The media outlet Quartz reported on Monday that Trump’s travel costs during the campaign season for the midterm races ran into the tens of millions of dollars – costs that tax payers may be on the hook for. According to the outlet, “Trump flew to more than 40 political rallies in the months leading up to the 2018 mid-term elections, to coax his loyal fans to come out to the polls for Republican candidates. A Quartz analysis of Trump’s travel schedule and the latest Department of Defense operating figures for Air Force One aircraft suggests the tab for the air travel alone was $17 million.” Additionally, “US taxpayers also paid unknown amounts for Secret Service and support staff that accompanied Trump to the rallies.” Presidents that use Air Force One for political rallying are supposed to have their election campaigns or political parties reimburse taxpayers for the enormous costs of operating the aircraft. But the last time the Trump campaign filed documents to reimburse the US Treasury was in April.
A new report by the group Good Jobs First, has concluded that US public schools lost $1.8 billion in 28 states last year directly as a result of corporate tax subsidies. The report’s authors took advantage of a new rule requiring the disclosure of how many corporate tax subsidies are received. In particular the report found that, “Three of the five most-affected school districts are in Louisiana parishes. Together, they were shortchanged more than $158 million—more than $2,500 for each enrolled student.” Given the recent teacher strikes and walkouts over poor pay across the nation, the report is particularly relevant.
At the state level, Republicans are worried about new Democratic regimes exercising their power. In Michigan and Wisconsin outgoing GOP state lawmakers are pushing through bills to undermine the power of incoming Democrats. According to Reuters, “The Republican-dominated Wisconsin legislature began an unusual lame-duck session on Monday to consider bills that would undercut the power of Governor-elect Tony Evers and Attorney General-elect Josh Kaul, Democrats whose victories broke six years of Republican control of the state’s executive and legislative branches.” Thousands of activists gathered at the state capitol on Monday night in Wisconsin to denounce the moves.

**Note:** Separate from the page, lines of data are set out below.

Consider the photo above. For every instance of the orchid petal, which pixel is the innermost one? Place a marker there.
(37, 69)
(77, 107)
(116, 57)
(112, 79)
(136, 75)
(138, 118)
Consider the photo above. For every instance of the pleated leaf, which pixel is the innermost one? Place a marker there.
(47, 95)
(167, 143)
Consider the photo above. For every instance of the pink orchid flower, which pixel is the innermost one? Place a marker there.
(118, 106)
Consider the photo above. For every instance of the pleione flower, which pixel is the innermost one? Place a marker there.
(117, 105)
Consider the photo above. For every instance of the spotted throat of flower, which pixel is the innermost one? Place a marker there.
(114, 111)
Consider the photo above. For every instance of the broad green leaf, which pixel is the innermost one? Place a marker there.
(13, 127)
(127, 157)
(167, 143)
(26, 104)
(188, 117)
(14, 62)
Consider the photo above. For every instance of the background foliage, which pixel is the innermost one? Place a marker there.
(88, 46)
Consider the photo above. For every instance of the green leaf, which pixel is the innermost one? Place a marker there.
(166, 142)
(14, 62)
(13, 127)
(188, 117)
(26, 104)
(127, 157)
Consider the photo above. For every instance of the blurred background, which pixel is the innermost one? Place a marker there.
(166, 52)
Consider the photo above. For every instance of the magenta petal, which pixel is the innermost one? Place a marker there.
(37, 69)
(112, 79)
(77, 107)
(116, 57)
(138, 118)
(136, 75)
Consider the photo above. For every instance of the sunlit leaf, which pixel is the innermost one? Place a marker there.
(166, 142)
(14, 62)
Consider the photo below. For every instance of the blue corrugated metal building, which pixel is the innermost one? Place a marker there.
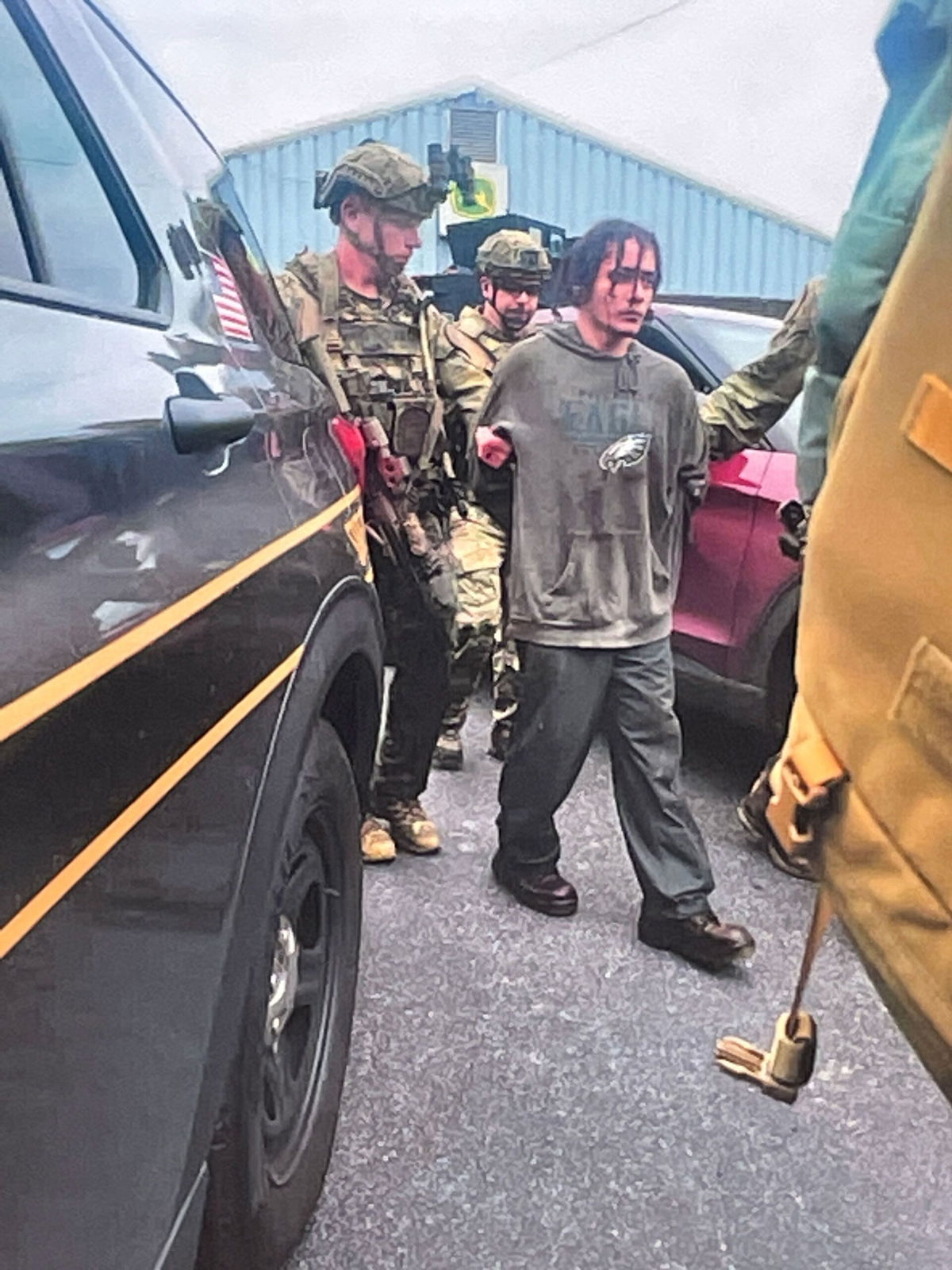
(714, 243)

Reuters also reported that, “Michigan Republicans have also introduced legislation to strip some powers from the offices of the state attorney general and secretary of state, which were both captured by Democrats, along with the governorship in the Nov. 6 elections.”
Marriott hotel workers in San Francisco, California, who have been on strike for months, have finally voted on a new contract, ending the largest and longest such strike in decades in the city. According to the San Francisco Chronicle, “The strike, which began Oct. 4, spanned seven San Francisco hotels operated by Marriott. Almost 2,500 workers marched outside the hotels, demanding higher pay, lighter workloads and preservation of existing health benefits.” About 99.6% of the union members voted to approve the new contract.